Caterpillar Inc. (NYSE:CAT) saw its stock fall 2.3% on Tuesday after the company reported second-quarter 2025 earnings that came in below analyst expectations, as increased manufacturing costs tied to tariffs weighed on profitability. This came despite stronger-than-expected revenue figures.
The company posted adjusted earnings of $4.72 per share for the quarter, missing the analyst consensus of $4.90. Revenue reached $16.6 billion, slightly ahead of the projected $16.27 billion, but down 1% from the $16.7 billion recorded in the same period last year.
“The Caterpillar team remained focused on customer success and demonstrated solid operational performance this quarter,” said CEO Joe Creed. “We continued to see strong orders across our segments as demand remains resilient supported by infrastructure spending and growing energy needs.”
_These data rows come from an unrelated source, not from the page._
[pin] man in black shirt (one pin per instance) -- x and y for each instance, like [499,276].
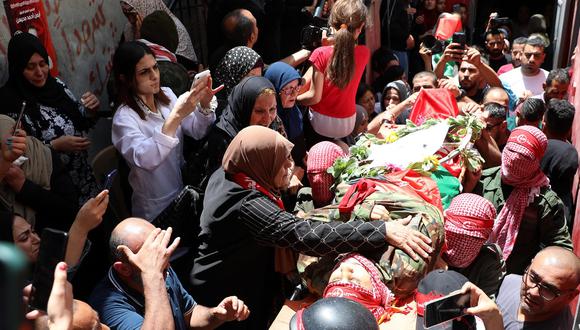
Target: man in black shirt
[560,161]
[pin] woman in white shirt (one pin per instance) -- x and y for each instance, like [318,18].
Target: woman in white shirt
[149,124]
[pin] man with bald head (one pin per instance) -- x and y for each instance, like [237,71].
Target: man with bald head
[142,291]
[539,299]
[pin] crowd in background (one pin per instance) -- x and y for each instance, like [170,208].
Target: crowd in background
[229,177]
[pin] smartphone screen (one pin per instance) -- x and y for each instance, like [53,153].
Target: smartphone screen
[199,76]
[446,308]
[109,179]
[19,119]
[459,38]
[52,251]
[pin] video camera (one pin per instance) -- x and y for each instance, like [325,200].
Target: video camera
[311,35]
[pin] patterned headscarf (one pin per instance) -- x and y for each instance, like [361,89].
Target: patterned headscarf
[376,300]
[259,153]
[468,223]
[520,168]
[235,65]
[320,157]
[145,8]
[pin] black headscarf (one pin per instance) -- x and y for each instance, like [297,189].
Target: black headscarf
[20,49]
[241,101]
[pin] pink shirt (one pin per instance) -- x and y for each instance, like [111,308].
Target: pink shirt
[336,102]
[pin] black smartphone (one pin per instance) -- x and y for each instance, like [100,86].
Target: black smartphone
[52,251]
[19,119]
[13,271]
[446,308]
[459,38]
[109,179]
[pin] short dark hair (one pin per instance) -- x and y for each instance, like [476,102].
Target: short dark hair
[362,89]
[242,29]
[125,60]
[533,109]
[520,41]
[560,75]
[536,42]
[495,110]
[559,116]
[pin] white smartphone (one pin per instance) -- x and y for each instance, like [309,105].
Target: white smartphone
[199,76]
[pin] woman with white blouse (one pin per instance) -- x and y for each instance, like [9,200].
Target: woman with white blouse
[149,124]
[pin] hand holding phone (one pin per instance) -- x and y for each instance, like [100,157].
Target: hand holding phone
[446,308]
[52,251]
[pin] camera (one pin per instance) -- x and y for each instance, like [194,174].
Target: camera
[436,46]
[311,36]
[499,22]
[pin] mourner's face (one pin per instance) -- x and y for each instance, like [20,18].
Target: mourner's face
[36,71]
[289,93]
[546,289]
[264,111]
[147,76]
[351,271]
[25,238]
[368,102]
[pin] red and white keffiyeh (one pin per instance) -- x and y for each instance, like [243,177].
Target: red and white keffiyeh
[468,224]
[376,300]
[320,157]
[520,168]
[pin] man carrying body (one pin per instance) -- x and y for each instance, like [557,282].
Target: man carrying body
[141,290]
[539,299]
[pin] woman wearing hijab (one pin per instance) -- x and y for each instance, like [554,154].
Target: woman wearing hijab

Caterpillar’s operating profit margin declined to 17.3% from 20.9% a year ago, while its adjusted operating profit margin dropped to 17.6% from 22.4%. The company pointed to unfavorable manufacturing costs, driven in large part by increased tariffs, as the primary factor behind the margin contraction.
In terms of performance by business unit, Construction Industries saw revenue decline 7% year-over-year to $6.19 billion, with segment profit plunging 29% to $1.24 billion. Resource Industries also posted a 4% sales decline to $3.09 billion and a 25% drop in segment profit. In contrast, Energy & Transportation stood out with a 7% increase in revenue to $7.84 billion and a 4% gain in segment profit, totaling $1.59 billion.
During the quarter, Caterpillar generated $3.1 billion in enterprise operating cash flow. The company returned $1.5 billion to shareholders, including $800 million in share repurchases and $700 million in dividend payments. It ended the quarter with $5.4 billion in enterprise cash on hand.